Магнолия. 12 дней - Анатолий Тосс
Шрифт:
Интервал:
Закладка:
– Да в том-то и дело, что ни за что. Я-то ведь его знаю. Отличник, математик от Бога, помогает всем, клевый парень. «Запорожец» собрал своими руками из кусков, ну, и кто-то капнул, похоже. Вот теперь ему и клеят.
Водитель снова помолчал, обдумывая, но недолго.
– Вот суки, – снова произнес он голосом Галича. Потом добавил: – Страну замучили. Хорошая страна ведь, а до чего довели. – Он так и не сказал, кто именно довел, но имена собственные здесь, сейчас были необязательны.
Мы ехали, молчали, вдоль улицы мелькали дома, то на одной стороне, то на другой светились витринами магазины. Я успевал читать крупные вывески – «Булочная», потом «Овощи-Фрукты», из стеклянной двери вышел мужчина с авоськой, я обернулся, хотел разглядеть, что внутри авоськи, но мы уже проехали.
– Ну и что ты собираешься делать? – спросил мужик.
Поразительно, как похожи голоса. Да и одутловатое, с крупными чертами лицо, да и усы.

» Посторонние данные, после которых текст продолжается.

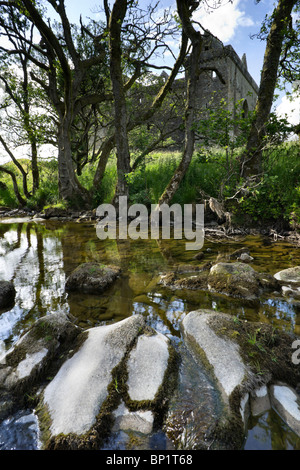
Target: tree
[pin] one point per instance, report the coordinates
(278, 42)
(14, 75)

Но Галич был где-то далеко, за бугром, он не мог левачить на «Волге» по зимним, январским московским улицам. Сюр какой-то.
– Не знаю, – ответил я.
– А если просто не прийти на собрание?
– Так для того и вызывали, – качнул я головой. – Сказали, если не приду и не проголосую, самого вышибут.
– Вот суки, – повторил мужик, снял с головы шапку, вытер рукавом пот. Оказалось, что на голове у него залысина, неудачно прикрытая длинными темными волосами.
– Да, дела. Неужели опять все начинается…
Мне показалось, что он спрашивает у меня.
– Хрен его знает, – ответил я и вздохнул.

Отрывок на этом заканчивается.